When management was informed, she said, the workers’ concerns were “shrugged off.” “It’s always very clouded,” the woman said, adding that officials would say they were working on it and tell employees not to worry because the mold is not airborne.

Officials said that no employee has reported being ill. “The safety and health of our employees is a top priority for this administration,” Scully said.

“Before the report, people got sick,” Vafeades said. “. . . Now, people are attributing that to the mold.

“Somebody is making this out to be an unsafe environment, and it’s not,” he added. “. . . We’ve done everything we can do.”

The employee, who claimed the building did not have air conditioning this summer, said it is an uncomfortable environment, and that there were no meetings about the issue, just informal conversations in the hallways.

“We have no idea what to do or where to get answers,” she said.

Another worker in the building claimed there was a meeting at Village Hall with Clean Air Testing Labs, at which the company recommended relocation before the summer because humidity breeds more mold.

Scully said she believed the employees were briefed on the situation, and that Clean Air Testing Labs did not recommend evacuating the building before the summer.

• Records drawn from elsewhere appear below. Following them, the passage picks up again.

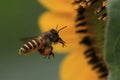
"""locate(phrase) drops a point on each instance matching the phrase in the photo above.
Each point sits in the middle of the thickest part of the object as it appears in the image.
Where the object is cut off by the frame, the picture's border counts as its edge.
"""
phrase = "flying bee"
(43, 43)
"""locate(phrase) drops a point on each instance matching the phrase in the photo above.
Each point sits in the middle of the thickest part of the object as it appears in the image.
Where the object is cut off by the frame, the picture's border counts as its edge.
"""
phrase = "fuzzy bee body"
(43, 43)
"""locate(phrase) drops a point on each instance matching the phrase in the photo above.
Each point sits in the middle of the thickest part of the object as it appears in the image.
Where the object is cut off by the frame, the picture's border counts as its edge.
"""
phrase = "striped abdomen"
(30, 46)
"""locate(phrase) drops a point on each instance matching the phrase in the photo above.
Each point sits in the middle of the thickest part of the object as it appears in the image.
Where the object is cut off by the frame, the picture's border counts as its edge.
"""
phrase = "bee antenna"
(61, 29)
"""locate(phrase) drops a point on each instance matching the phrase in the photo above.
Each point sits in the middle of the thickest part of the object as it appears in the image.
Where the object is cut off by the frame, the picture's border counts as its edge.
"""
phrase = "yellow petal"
(75, 67)
(58, 5)
(49, 20)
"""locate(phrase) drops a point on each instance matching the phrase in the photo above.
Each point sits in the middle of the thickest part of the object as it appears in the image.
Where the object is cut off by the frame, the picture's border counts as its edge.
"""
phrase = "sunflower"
(63, 13)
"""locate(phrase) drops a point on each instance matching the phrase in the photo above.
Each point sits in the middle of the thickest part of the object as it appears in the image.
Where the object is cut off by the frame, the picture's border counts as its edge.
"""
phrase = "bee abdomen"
(30, 46)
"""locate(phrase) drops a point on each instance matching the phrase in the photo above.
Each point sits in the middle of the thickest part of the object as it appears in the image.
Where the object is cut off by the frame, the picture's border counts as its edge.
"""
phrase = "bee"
(43, 43)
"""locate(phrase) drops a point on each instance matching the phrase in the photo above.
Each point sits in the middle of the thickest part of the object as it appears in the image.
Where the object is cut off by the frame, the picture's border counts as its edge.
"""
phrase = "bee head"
(55, 34)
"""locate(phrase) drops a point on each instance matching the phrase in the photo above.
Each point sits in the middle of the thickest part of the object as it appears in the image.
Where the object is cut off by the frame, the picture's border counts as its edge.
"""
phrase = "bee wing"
(26, 39)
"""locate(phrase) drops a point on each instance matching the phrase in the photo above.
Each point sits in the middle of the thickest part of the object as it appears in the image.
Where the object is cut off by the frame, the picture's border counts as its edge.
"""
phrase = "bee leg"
(62, 42)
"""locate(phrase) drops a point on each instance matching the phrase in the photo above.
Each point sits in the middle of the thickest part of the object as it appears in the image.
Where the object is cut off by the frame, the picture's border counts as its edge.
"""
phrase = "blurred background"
(19, 19)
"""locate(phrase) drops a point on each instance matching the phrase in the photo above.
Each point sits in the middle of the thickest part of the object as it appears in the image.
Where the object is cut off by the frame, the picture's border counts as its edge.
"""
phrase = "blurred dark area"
(19, 19)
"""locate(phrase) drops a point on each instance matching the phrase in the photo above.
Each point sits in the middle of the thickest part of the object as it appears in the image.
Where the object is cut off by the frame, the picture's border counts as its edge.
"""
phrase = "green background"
(19, 19)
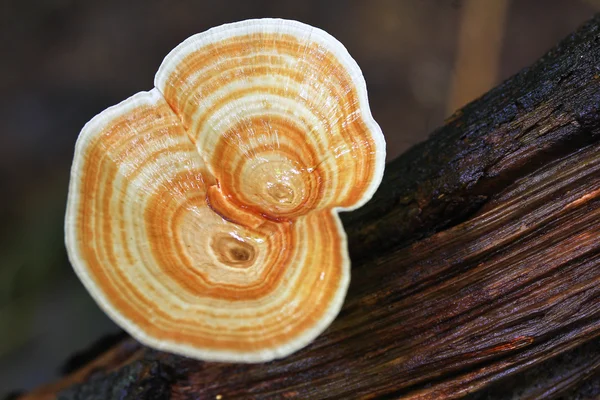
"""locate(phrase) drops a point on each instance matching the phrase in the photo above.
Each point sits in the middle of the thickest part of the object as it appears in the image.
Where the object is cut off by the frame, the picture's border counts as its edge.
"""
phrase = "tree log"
(476, 266)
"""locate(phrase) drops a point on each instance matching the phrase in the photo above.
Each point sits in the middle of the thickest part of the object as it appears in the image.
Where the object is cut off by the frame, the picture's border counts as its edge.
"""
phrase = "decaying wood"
(476, 266)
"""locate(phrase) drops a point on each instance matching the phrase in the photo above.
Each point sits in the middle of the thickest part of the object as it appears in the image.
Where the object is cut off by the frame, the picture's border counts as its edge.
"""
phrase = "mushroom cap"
(202, 215)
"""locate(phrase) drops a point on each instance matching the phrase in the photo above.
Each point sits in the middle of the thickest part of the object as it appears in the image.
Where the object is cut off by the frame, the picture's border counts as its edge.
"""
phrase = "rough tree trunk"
(476, 266)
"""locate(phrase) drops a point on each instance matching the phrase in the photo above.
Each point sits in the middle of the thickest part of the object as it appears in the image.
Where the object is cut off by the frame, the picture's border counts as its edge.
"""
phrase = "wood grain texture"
(502, 287)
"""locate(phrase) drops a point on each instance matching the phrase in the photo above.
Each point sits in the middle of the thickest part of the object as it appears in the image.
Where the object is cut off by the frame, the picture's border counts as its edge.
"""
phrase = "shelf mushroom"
(202, 215)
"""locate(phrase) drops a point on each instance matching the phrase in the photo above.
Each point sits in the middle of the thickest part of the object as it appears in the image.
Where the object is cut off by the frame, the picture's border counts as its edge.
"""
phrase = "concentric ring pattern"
(202, 215)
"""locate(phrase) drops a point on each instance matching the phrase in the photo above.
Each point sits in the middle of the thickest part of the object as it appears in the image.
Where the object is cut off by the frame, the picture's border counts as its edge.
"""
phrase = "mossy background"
(64, 61)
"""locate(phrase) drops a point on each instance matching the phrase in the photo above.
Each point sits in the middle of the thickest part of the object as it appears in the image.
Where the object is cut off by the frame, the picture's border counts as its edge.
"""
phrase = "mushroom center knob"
(278, 188)
(233, 251)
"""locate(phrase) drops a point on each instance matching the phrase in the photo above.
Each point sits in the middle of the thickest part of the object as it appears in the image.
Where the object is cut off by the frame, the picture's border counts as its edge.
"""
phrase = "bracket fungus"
(203, 215)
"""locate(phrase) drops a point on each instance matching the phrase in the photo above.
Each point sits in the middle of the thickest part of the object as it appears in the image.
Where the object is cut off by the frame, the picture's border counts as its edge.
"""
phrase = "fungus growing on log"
(203, 215)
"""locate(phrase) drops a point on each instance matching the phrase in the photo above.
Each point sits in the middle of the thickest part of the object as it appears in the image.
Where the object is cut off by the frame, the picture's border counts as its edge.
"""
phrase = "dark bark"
(476, 266)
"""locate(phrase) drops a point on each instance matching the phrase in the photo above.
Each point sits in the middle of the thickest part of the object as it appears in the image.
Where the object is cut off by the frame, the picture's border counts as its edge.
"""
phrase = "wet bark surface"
(476, 267)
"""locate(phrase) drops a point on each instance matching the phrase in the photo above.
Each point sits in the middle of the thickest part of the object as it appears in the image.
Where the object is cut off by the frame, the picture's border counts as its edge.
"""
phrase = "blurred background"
(63, 61)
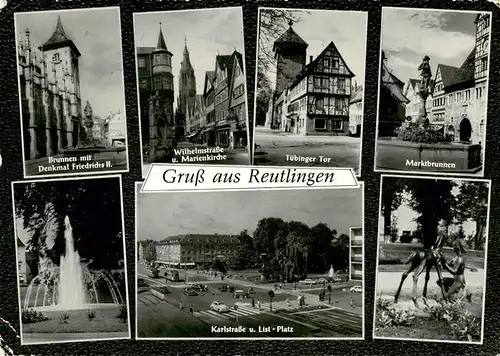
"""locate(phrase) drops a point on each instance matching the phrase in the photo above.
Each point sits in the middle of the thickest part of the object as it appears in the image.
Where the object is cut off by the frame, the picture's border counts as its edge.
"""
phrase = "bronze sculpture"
(425, 260)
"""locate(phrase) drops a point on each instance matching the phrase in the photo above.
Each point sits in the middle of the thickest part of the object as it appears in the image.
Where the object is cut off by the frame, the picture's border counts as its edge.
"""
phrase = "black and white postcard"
(71, 92)
(192, 87)
(433, 91)
(212, 266)
(309, 88)
(71, 263)
(431, 268)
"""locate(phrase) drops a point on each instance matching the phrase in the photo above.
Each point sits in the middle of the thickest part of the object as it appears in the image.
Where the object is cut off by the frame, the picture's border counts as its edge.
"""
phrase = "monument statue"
(425, 89)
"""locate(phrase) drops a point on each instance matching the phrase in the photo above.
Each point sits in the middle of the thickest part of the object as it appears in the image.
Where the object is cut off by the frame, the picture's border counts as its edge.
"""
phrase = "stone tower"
(290, 56)
(62, 52)
(161, 111)
(187, 91)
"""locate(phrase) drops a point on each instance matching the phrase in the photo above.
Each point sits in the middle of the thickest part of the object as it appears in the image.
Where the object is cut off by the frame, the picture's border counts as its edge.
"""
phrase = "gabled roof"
(290, 36)
(393, 84)
(310, 67)
(59, 39)
(453, 76)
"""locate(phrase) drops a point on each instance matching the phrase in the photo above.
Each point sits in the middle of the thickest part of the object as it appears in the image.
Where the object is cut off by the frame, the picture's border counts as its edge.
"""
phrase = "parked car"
(189, 292)
(240, 294)
(307, 281)
(226, 288)
(219, 307)
(356, 289)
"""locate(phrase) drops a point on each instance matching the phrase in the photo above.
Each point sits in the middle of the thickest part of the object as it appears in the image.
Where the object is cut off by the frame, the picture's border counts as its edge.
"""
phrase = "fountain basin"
(60, 308)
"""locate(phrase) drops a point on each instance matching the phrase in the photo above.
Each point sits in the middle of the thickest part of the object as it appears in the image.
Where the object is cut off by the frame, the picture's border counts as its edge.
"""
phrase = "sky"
(97, 35)
(166, 214)
(447, 37)
(207, 32)
(406, 218)
(347, 30)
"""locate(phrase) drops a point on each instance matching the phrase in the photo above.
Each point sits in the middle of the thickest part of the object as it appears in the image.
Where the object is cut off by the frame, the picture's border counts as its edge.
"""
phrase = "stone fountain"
(72, 285)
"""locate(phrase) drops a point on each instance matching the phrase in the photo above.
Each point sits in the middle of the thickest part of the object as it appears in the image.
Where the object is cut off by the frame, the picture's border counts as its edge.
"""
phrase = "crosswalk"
(245, 310)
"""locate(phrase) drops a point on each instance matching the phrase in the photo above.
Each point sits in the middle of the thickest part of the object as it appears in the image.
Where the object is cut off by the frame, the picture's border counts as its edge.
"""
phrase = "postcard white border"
(256, 74)
(374, 337)
(143, 170)
(123, 109)
(124, 259)
(479, 174)
(362, 337)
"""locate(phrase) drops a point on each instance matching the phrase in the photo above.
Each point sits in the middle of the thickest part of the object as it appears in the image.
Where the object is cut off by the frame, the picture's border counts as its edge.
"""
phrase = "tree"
(392, 197)
(218, 265)
(472, 204)
(271, 296)
(340, 260)
(433, 200)
(94, 209)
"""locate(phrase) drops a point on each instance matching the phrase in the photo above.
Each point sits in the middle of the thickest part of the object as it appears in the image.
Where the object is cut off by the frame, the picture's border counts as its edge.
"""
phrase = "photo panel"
(310, 77)
(192, 87)
(71, 92)
(292, 269)
(431, 260)
(71, 260)
(432, 104)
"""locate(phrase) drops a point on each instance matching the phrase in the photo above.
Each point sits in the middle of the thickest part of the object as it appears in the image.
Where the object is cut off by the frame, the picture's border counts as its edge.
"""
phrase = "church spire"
(161, 45)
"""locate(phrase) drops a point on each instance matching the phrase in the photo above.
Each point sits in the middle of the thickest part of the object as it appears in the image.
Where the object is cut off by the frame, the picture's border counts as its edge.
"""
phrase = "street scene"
(433, 231)
(309, 112)
(283, 279)
(432, 105)
(192, 87)
(72, 102)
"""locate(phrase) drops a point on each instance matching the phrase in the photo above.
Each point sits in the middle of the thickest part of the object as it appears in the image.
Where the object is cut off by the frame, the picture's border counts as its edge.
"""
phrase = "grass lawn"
(105, 320)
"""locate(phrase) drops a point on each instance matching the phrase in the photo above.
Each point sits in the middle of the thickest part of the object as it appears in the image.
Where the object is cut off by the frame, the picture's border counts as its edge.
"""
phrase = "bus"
(153, 272)
(172, 275)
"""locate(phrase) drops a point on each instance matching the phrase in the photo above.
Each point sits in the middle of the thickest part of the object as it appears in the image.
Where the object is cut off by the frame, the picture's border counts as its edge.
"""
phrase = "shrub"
(91, 314)
(414, 132)
(29, 316)
(464, 326)
(123, 313)
(63, 319)
(388, 315)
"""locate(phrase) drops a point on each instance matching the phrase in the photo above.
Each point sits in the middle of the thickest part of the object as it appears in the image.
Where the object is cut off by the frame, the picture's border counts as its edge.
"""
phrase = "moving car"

New air conditioning units were installed in windows throughout the building before the summer began, Vafeades said.

An inspector from the state Department of Labor and the Public Employee Safety and Health Bureau visited the headquarters on Monday, Vafeades said, after an anonymous online complaint was filed about mold and active sewage leaks in the building.

In an email from Vafeades to employees on Monday, obtained by the Herald, he noted that the inspector reported that the building was currently safe to work in, and that no evidence of a sewage leak could be found. The only violation was a stain on the ceiling from a faulty vent, which he said would be replaced.

“Thanks to the anonymous complaint and subsequent inspection, we can have the confidence to continue working in a safe environment,” Vafeades wrote, “and the village can take a more patient approach until a permanent resolution can occur.”